Links to those pages were supplied; however, the city’s website has been down for months, and the YouTube video still had not been posted as of Sept. 4.
These are some comments from City Manager Williamson, speaking about recent improvements at the recreation department field and regarding MLK Park, taken from a brief video recording of part of the Aug. 27 meeting made by Ms. Dobrow:
“We’re looking at additional things we need to do to this area to make it a full field that is comparable to soccer. There are some additional things that will be coming down, of course. Hopefully we get funded through the Legislature … and there are some things that we’re going to see from the surtax … they won’t be just on the soccer field … so what we’re doing to that field is one of the main things that’s ongoing.
“One is, it’s going to be getting another playing field for the soccer players. We understand that, you know, they need a different type of turf … so we’re continuing to make it acceptable to the playing of soccer. Right now, it’s a playing field. It’s certainly not artificial turf. The soccer field currently does not have that pristine-type turf and we know that, but the fact of the matter is that when we built that football field it wasn’t designed for a soccer field.
“It would take an additional $300,000 to $400,000 for a certain type of combination that we needed to sustain soccer and football.
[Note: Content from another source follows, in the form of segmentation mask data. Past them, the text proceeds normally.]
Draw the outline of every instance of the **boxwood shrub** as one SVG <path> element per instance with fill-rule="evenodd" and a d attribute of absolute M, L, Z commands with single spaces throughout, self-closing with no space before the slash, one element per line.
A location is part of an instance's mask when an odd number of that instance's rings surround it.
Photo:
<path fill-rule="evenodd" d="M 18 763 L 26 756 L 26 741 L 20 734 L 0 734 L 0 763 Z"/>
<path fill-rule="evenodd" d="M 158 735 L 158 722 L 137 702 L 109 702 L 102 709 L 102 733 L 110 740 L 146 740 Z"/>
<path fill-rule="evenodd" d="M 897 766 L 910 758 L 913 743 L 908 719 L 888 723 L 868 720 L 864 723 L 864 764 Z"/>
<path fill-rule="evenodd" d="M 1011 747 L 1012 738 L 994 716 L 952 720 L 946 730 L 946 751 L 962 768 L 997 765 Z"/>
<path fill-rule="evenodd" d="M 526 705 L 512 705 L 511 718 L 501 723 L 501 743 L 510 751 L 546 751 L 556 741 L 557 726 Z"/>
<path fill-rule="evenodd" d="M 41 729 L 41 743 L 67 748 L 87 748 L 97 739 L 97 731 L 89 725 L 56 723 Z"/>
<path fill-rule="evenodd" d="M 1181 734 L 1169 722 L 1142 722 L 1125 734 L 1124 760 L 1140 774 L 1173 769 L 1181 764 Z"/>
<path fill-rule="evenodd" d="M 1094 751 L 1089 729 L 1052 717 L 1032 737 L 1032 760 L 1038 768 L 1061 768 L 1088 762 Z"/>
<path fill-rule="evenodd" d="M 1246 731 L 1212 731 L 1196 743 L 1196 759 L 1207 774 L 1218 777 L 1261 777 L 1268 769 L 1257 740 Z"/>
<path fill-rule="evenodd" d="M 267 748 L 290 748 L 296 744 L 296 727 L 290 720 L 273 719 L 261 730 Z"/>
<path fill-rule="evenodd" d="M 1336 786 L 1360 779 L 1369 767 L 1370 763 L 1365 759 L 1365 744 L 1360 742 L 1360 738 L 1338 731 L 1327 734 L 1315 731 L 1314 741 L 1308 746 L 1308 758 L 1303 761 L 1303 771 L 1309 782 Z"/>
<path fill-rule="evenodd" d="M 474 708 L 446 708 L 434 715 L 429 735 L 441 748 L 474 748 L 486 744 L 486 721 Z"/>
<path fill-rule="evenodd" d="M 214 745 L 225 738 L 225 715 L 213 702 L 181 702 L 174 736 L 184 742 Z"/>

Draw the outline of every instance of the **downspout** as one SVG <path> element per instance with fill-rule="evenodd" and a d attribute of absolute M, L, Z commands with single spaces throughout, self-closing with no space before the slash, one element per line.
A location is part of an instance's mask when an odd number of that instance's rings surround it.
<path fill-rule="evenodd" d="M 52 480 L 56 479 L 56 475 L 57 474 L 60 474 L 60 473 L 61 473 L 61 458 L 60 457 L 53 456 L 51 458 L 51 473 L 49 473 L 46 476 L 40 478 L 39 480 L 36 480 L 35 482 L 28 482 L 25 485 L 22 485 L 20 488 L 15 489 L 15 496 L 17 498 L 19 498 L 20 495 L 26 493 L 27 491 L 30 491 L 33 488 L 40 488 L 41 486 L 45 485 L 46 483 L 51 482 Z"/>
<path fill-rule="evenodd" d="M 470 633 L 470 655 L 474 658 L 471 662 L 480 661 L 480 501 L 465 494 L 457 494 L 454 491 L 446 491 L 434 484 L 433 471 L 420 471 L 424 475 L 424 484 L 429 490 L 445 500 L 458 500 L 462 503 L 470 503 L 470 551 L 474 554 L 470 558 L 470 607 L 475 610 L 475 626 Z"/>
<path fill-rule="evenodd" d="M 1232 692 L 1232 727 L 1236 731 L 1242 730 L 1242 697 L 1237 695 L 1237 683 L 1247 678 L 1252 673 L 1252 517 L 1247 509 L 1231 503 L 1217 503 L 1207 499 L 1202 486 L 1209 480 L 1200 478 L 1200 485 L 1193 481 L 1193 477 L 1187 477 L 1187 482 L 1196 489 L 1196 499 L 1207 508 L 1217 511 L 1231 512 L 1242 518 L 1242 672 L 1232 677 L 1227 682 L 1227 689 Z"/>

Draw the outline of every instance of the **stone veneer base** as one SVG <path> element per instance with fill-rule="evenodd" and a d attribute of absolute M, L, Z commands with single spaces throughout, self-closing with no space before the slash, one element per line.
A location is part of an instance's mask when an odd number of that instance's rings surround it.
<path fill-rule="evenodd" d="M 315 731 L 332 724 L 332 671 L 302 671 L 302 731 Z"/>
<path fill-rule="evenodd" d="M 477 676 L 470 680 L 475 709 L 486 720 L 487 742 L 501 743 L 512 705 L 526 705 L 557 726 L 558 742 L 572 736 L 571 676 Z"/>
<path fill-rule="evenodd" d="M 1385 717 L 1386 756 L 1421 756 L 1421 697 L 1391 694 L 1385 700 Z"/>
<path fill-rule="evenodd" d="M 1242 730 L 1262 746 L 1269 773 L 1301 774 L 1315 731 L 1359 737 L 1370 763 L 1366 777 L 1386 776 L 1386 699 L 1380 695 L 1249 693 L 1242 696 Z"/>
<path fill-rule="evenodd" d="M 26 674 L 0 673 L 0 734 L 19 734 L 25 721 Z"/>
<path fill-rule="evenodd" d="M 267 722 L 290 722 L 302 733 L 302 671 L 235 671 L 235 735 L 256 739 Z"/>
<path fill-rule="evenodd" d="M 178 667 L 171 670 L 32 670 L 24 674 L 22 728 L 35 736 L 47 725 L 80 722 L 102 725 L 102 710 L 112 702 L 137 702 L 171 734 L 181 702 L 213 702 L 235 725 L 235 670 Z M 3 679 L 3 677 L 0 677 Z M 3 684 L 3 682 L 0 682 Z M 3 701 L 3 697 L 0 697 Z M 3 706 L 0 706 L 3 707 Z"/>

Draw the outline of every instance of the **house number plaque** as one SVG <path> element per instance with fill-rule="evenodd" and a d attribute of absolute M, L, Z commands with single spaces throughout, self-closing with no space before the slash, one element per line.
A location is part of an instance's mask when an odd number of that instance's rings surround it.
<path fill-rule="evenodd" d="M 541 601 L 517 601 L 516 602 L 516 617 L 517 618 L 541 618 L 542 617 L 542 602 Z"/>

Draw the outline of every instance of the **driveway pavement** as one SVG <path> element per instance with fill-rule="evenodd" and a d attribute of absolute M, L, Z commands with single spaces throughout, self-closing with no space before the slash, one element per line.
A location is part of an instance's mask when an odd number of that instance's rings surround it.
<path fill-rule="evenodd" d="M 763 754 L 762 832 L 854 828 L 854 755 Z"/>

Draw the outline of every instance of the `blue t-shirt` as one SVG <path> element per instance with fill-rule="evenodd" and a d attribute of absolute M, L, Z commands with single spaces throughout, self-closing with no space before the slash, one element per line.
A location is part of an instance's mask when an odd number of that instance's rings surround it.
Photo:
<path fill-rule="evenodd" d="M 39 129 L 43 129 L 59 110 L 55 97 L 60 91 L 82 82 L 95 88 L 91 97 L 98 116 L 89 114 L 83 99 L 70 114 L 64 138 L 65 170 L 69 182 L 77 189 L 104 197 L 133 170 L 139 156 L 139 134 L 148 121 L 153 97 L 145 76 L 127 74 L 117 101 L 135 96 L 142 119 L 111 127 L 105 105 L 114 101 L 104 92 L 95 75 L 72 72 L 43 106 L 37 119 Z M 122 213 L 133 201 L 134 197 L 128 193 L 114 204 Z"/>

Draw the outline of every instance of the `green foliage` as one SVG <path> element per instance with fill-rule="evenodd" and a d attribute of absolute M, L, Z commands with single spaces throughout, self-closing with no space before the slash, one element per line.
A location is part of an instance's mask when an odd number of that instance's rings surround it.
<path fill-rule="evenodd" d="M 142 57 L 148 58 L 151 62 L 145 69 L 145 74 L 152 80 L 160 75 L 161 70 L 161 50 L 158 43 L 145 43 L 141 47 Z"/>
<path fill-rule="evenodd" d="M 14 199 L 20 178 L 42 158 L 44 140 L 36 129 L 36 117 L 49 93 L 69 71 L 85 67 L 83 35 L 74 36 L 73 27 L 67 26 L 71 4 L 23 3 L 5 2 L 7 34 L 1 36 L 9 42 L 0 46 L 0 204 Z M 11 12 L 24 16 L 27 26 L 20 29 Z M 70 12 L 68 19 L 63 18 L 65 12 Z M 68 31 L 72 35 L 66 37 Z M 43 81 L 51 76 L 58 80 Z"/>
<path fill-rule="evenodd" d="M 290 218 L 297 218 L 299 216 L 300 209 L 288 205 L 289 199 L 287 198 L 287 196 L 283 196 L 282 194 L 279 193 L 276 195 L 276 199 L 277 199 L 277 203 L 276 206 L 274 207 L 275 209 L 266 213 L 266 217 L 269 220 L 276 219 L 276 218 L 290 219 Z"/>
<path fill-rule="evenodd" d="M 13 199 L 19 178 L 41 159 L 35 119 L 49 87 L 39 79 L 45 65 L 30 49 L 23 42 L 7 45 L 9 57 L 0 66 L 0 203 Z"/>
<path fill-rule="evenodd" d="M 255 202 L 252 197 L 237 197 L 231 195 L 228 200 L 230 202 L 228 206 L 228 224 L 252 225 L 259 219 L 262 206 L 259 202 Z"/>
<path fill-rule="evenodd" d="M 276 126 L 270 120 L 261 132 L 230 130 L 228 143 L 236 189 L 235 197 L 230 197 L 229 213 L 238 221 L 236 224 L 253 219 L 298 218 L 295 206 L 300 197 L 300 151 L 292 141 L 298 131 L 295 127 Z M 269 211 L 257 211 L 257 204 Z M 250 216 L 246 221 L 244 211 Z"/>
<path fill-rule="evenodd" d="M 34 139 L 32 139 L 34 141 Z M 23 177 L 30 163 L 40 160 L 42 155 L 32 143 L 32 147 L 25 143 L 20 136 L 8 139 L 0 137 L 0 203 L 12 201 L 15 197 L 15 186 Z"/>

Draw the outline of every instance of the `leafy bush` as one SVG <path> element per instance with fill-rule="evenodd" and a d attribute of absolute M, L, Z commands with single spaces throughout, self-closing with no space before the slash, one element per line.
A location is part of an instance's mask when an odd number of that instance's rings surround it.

We didn’t do that with this particular field. But we feel what we provided and what we plan to do is going to be more than sufficient for the soccer players to practice, etc.”
At this point, there were audible remarks and chuckles among audience members, and conversations obscured some of the rest of the recording.
Mr. Williamson continued: “One thing I’ve noticed about MLK Park is, one, you’ve got severely a lot more parking there than you have over here. It doesn’t … close at a certain time. In addition to that, there’s some conversation about safety, and so I looked at that when I was out there today, and I sort of looked at the law enforcement mapping that we receive online … because I wanted to really understand why someone would say they’re not safe there.
“And I looked at the surrounding area at MLK Park. You’ve got a baseball field to your south, a daycare to your south, you have a church to your west … you have an open field where housing used to be. In addition to that, you have some apartments, a lot of seniors and older residents living in that part, of the east part of those apartments. And on the other side of the open field you have residential housing. PBSO (the county sheriff’s office, which handles law enforcement in Pahokee) advised me our crime statistics are not in that area.”
Mr. Williamson went on to say that those statistics are higher elsewhere in the city, for example, citing “on Bacom Point Road, East Main and where we’re sitting right now.”
The commission meets in the city recreation building, where its chamber is, a few yards away from the recreation department football-only field. Commissioners voted unanimously after Mr. Williamson’s remarks to let the soccer club use the field, according to observers.
Update: The commission meeting video from Aug. 17 was posted on its YouTube channel at approximately 9:30 p.m. Wednesday, Sept. 4. The city’s website has not been updated as is still “currently offline.” According to Commissioner Bohlen, livestreaming of the city meetings has been suspended due to problems with the equipment and it’s unknown when it will be back in service.